Almost five years ago, I was standing outside the room I was to be married in, wearing my white wedding dress. A veil covered my eyes and the processional was about to begin. I was talking to my soon-to-be-husband's brother's in-laws about having never been to the South, where they all live.
"When you and your husband come out, you can stay with us!" they said graciously. I smiled, feeling truly embraced by them. But my brother-in-law had a different reaction -- screaming.
"If she comes out, she's going to stay with us!" he yelled. "There would be no reason for her to stay with you!" Those were the last words I heard before I walked down the aisle.
It was one of many signs that my marriage wouldn't last. The signs weren't obvious to most people, particularly those who weren't involved in the wedding planning. A lot of the issues that surfaced during my nine-month engagement showed glimpses of what I was getting myself into: A family with mixed-up priorities and a husband who was emotionally immature. I was certainly not ready for what my marriage had in store. Here are nine other signs my marriage was doomed to fail:
THE PROPOSAL: I knew exactly when the proposal was going to happen and how it would happen. I went with him to ask for my father's blessing. He told me when he bought the ring. I even drove to the beach where he proposed. My ex couldn't do anything without someone holding his hand, and had no sense of subtlety, creativity or romance.
RELIGION: My Jewish-but-not-very-religious family suggested a venue where we could serve fish to those who keep kosher -- a common trend at Jewish weddings. My in-laws put their feet down; the venue had to be absolutely, without a doubt, 100 percent kosher. This was strange because they were not strictly kosher and neither were any of the guests. Later I realized that their insistence was not about religion, it was about showing off. My ex followed this pattern in our marriage; I was less of a person and more of a prize.
THE INVITES: We had an agreement that we would invite only family, a few friends from each side and our friends as a couple. I learned then that he had only one friend to invite. If you need to understand a guy, look at who his friends are -- or the lack thereof.
HIS FAMILY: Only a handful of his family members on the invite list were people he saw regularly; the rest he had only seen three or four times in his life. I see my whole family -- cousins and all -- a minimum of four times a year. What kind of family only sees each other at weddings and funerals? This indicated his propensity to keep relationships at an arm's length.
THE WHITE DRESS: I didn't want to wear a white dress to my wedding. I don't look good in white, and I wasn't pretending to be pure. My ex insisted that I wear white as his grandmother was extremely traditional. A non-white wedding dress would not have sat well with her. I acquiesced my wants and desires just to make everyone else comfortable.

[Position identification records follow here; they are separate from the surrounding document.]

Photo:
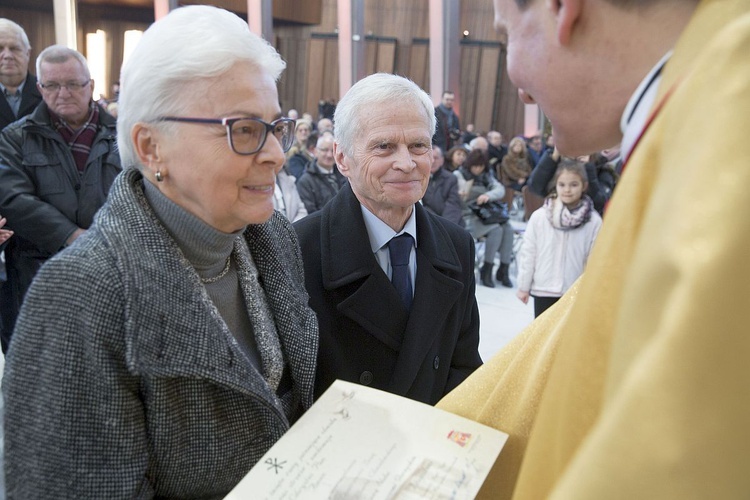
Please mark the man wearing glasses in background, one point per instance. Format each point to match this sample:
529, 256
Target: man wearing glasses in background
56, 166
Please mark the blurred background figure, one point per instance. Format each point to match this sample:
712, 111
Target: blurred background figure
321, 180
56, 167
476, 183
558, 239
442, 196
455, 157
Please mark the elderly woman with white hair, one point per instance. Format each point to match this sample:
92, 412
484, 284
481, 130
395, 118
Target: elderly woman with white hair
166, 350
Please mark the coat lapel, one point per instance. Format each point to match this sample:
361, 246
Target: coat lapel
435, 295
350, 270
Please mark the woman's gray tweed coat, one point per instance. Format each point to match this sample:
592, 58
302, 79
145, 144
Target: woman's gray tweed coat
122, 381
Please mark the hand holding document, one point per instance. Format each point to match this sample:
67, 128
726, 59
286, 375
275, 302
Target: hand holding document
359, 442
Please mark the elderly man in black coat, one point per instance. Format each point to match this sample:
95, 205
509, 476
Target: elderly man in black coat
398, 318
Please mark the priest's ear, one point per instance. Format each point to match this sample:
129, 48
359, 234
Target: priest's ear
567, 13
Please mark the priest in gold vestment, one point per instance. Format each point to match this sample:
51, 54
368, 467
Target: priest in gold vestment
637, 383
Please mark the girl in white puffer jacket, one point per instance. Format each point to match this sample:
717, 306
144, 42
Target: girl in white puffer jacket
558, 239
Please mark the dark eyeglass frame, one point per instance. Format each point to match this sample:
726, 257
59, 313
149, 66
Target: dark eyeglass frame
57, 87
228, 122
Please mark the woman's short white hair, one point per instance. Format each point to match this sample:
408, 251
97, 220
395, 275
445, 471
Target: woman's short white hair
350, 117
189, 43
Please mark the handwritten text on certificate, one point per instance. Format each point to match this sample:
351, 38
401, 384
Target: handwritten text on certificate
358, 442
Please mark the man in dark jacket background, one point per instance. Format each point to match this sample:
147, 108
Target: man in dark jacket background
321, 180
56, 167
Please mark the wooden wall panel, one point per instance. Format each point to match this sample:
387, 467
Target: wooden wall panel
292, 84
470, 65
315, 72
371, 56
485, 88
307, 12
509, 110
312, 63
331, 74
386, 61
419, 65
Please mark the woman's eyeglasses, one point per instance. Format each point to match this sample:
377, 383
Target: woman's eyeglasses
247, 136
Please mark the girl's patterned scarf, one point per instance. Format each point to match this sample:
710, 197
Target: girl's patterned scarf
565, 219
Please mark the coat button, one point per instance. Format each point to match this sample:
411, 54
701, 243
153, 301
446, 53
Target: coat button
365, 378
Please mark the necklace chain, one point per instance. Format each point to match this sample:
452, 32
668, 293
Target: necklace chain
220, 275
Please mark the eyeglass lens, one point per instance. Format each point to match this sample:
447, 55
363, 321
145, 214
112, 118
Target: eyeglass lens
249, 135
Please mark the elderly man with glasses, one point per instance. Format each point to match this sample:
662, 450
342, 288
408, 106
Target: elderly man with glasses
56, 167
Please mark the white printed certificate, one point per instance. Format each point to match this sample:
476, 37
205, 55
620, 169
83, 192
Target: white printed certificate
361, 443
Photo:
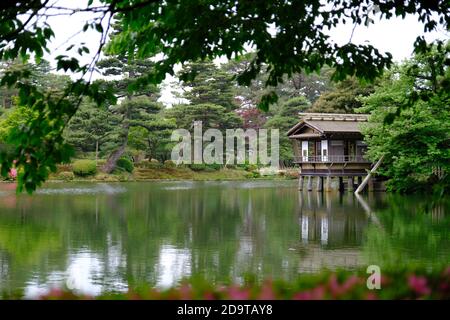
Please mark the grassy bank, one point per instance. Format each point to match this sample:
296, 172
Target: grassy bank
341, 285
64, 173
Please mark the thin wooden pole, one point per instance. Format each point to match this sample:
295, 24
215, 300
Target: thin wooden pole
367, 178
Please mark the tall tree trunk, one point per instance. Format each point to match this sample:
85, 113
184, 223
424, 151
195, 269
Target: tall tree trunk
96, 151
110, 164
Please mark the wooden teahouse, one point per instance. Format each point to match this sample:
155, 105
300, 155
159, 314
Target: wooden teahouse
330, 145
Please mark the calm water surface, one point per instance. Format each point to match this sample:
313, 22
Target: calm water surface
97, 237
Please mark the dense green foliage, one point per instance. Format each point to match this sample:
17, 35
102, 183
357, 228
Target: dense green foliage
286, 117
84, 167
344, 98
125, 164
410, 123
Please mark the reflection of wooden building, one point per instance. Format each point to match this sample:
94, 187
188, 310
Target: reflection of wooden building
329, 145
331, 232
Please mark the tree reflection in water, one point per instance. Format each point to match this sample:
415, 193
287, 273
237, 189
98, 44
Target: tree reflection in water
97, 237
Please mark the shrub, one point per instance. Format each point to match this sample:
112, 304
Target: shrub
66, 175
84, 168
215, 166
125, 164
169, 164
250, 167
198, 167
253, 175
101, 176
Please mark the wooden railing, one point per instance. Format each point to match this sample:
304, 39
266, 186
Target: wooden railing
332, 158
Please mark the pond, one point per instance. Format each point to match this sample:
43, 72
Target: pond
94, 237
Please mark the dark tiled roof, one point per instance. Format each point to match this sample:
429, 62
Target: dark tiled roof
330, 122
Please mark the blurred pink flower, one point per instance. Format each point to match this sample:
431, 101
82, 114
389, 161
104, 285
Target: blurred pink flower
235, 293
317, 293
13, 173
267, 291
418, 285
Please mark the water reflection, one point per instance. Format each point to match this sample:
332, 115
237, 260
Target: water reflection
96, 237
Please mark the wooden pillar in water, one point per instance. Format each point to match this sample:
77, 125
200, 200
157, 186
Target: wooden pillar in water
341, 184
300, 182
351, 184
309, 183
370, 185
328, 184
320, 184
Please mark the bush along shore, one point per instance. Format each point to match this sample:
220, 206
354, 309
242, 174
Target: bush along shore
126, 170
339, 285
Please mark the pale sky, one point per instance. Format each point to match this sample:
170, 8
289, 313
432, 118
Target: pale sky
395, 36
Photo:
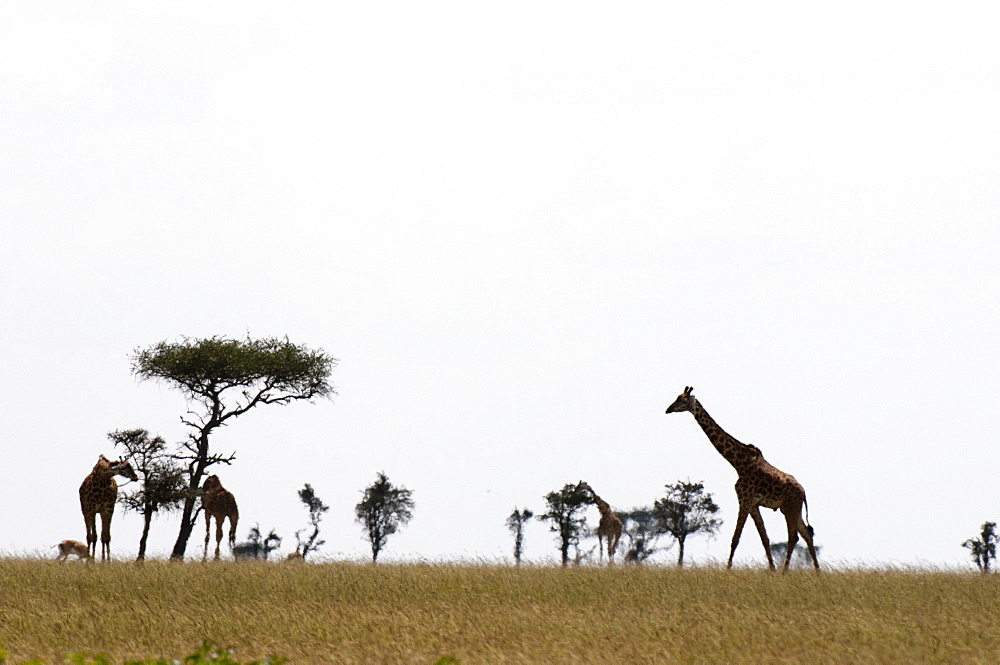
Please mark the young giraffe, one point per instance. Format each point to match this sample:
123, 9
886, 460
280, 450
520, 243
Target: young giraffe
609, 528
219, 503
97, 495
759, 484
68, 547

THE BOUTONNIERE: "Guys don't wear flowers!" That's what my husband-to-be said when I brought up ordering flower lapels for all the men in the party -- including him. I will never forget this argument -- childish, absurd and strange as hell. The only way he agreed to wear one? I told him that his brother wore one at his wedding.
THE WEDDING PLANNING: I did a lot of the wedding planning on my own -- looking at flowers, testing cakes, visiting the event coordinators. My ex was absent for most of the process. Similarly, when things got tough in our marriage, I had to take care of it. He was nowhere in sight.
THE WEDDING WEEKEND: Throughout the wedding weekend, my in-laws pulled out all the stops for my ex. Actually, it really wasn't for him. Almost everything they did that weekend was organized for my brother-in-law and his wife and kids, from the hotel they stayed at to where they ate. So much so that when I rushed into the dressing room to change into my white dress, I received the nastiest look from my brother-in-law's wife, as if to make certain that I knew this day was not about me.
THE BRIDE: I was not a bridezilla by any stretch of the imagination, but I wanted to feel special on my wedding day. I didn't. I wasn't even excited. That was the biggest sign of all that my marriage wouldn't last. A wedding day is supposed to be the happiest day of a girl's life, and it wasn't mine. What I was most excited about was not that I was getting married to my ex, but rather that my friends and family were together. That is not a good way to start a new life.
Despite all the signs, I went under my chuppah, received my ring and heard the glass smash under my ex's foot. And then, instead of a kiss, he hugged me. Great -- not only was my marriage doomed, but my sex life was going to be a goner, too.
Five years later, the white wedding dress is long gone and so is my ex, who is preparing to walk down the aisle with someone else less than a year after I left. I could spend time wondering why I didn't heed the signs that my marriage would fail, but that would discount the amazing things I learned as a result of it. Although divorce is now a part of my life's journey, the marriage taught me so that's helped me move forward, and when my next wedding day comes, I will be a bit more prepared.
And hey, at least the food was good.